I’ve decided an online ordering system I’ve been using is actually an interactive modern art piece, designed to provoke a response in the viewer to the experience of bureaucracy. Emotions of helplessness, confusion, and frustration are created through the thoughtful assembly of layers, pages, numbers, and forms. With this new appreciation I find my heartrate subside — I chuckle at how I was manipulated by such clever design.
I don’t know how I found time to do this. It didn’t take that long. I was supposed to do a 4th-of-July patriotic theme but got distracted.
I defended last Thursday. People claim I gave a good talk. My sister (who is pretty nonscientific) claims she understood large segments of it!
Chris recorded the talk with audio and video. It was hard to read the slides on the original video, so he’s created a video using the audio only and pics of the slides themselves.
I should watch it myself, but dislike the sound of my own voice… I think I sound like a chipmunk. Honestly, in my head my voice is much deeper than that.
Anyway, if you take the time to watch, I hope you enjoy it! The subjects are epigenetics, DNA methylation, and a little on clinical analysis of whole genomes (related to the Personal Genome Project).

Since Chris’s blog post about his t-shirt seems to have been a hit, I should post about it here as well. The story is this … Chris has been wanting to learn electronics for a while, so when SparkFun Electronics had a give-away in January he jumped at the opportunity and got $100 worth of electronics (this deal was given out to 1000 people). This stuff included a LilyPad Arduino and LEDs, etc.
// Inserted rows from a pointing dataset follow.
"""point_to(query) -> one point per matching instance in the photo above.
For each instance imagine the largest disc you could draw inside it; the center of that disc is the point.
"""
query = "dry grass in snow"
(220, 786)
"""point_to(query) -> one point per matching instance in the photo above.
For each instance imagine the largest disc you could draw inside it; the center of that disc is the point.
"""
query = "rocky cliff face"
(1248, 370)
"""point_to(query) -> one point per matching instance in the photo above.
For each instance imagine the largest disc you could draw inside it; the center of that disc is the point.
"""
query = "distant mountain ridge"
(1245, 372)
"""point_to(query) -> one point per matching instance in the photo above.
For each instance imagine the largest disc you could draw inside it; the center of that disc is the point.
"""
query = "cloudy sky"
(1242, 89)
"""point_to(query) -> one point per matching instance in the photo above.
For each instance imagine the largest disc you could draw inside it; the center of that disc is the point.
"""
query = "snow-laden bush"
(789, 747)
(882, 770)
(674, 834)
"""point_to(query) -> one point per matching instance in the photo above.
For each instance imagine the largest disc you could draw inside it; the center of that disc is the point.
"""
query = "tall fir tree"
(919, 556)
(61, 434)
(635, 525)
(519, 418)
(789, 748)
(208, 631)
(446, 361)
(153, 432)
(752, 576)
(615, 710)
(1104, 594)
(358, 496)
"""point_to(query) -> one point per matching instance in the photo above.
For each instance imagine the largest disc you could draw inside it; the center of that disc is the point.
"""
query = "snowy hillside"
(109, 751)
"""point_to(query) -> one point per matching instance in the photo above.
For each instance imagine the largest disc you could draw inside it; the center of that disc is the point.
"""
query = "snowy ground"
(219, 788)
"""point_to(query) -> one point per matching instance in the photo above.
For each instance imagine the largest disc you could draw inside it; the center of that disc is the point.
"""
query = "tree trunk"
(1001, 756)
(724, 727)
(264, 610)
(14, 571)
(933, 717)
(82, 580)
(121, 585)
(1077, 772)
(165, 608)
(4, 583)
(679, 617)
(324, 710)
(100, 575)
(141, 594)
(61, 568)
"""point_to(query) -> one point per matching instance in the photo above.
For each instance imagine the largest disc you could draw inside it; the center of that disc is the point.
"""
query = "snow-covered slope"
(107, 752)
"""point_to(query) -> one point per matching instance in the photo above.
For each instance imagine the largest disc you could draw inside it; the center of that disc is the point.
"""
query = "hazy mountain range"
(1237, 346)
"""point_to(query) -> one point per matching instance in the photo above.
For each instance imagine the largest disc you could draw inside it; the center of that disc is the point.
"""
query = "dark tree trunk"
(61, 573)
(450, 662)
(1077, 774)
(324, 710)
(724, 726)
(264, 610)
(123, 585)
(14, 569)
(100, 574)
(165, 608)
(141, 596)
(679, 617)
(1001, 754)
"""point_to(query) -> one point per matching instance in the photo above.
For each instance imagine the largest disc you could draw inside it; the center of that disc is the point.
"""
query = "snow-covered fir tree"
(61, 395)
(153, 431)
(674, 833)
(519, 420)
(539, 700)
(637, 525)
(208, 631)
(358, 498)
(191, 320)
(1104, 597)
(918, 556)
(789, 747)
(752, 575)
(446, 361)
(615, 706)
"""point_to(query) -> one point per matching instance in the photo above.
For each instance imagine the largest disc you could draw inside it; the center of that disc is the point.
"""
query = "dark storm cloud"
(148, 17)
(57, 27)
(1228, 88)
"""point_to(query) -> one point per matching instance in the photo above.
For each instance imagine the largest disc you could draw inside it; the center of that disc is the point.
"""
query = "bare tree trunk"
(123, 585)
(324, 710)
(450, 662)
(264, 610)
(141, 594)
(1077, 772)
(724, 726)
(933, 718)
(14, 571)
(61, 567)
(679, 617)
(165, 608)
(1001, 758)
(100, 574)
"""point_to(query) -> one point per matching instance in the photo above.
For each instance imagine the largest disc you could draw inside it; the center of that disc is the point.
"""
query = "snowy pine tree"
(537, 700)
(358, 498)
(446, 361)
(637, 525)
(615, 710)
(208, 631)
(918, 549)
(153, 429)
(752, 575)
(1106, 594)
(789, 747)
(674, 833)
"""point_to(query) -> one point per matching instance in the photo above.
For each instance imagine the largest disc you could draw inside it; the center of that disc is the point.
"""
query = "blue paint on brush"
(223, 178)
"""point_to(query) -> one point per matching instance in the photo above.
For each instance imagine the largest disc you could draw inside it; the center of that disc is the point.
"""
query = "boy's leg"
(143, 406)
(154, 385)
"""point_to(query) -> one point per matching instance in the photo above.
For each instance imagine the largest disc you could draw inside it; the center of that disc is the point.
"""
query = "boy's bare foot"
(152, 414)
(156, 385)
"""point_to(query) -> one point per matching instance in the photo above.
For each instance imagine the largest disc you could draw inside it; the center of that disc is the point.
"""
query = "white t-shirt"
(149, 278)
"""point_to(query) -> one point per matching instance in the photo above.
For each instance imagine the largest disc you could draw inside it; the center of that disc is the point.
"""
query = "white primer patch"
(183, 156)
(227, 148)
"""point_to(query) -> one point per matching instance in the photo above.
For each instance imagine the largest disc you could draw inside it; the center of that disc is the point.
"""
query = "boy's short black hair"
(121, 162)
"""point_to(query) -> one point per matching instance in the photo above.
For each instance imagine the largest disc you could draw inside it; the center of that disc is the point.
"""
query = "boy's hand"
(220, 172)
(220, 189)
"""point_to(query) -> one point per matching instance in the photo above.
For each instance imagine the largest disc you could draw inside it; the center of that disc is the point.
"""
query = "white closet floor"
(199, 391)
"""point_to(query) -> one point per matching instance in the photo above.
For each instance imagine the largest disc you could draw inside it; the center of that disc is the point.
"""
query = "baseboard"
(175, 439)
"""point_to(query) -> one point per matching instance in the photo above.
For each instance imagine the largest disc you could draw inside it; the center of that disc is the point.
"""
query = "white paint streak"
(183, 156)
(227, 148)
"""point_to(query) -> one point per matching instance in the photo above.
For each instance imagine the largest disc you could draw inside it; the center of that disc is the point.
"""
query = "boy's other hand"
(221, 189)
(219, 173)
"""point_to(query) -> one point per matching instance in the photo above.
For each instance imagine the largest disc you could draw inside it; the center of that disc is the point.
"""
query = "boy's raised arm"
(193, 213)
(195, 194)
For a while Chris brainstormed on what to make with it and decided to make a T-shirt that reports how many emails are in his inbox.

I helped out too, I’m responsible for the design: vertical binary LED layout, the custom T-shirt printing (from cafepress), and all the placement and sewing of items onto the shirt.
More recently we attended PAX East this weekend. On Friday Chris wore another custom shirt we ordered from Cafepress (pictured on the right). The idea for the text was entirely Chris’s (he came up with it over beer at a post-Libre Planet party at the Acetarium); Mako suggested the font choice (Impact). I think it’s hilarious. If you don’t get it, try watching this Daily Show Chatroulette skit.
My physic friends network confirms that this is not a hoax:
http://en.wikipedia.org/wiki/Color_confinement
Here is the lead pic and accompanying caption:
The color force favors confinement because at a certain range it is more energetically favorable to create a quark-antiquark pair than to continue to elongate the color flux tube. This is analoguous to the behavior of an elongated rubber-band.
Quick, reroute the color flux tubes to divert color force into the hadron jet! (The principle is simple, really, it’s just a rubber band but made out of pair-bonding quarks.)
Biologists and other fields have been content to develop their secret lingos using a few new words and a lot of acronyms. It never occurred to us to simply re-use common words to mean utterly different things so that when I’m talking about “underpants” I actually meant “retrotransposons”. That genius is reserved for physics.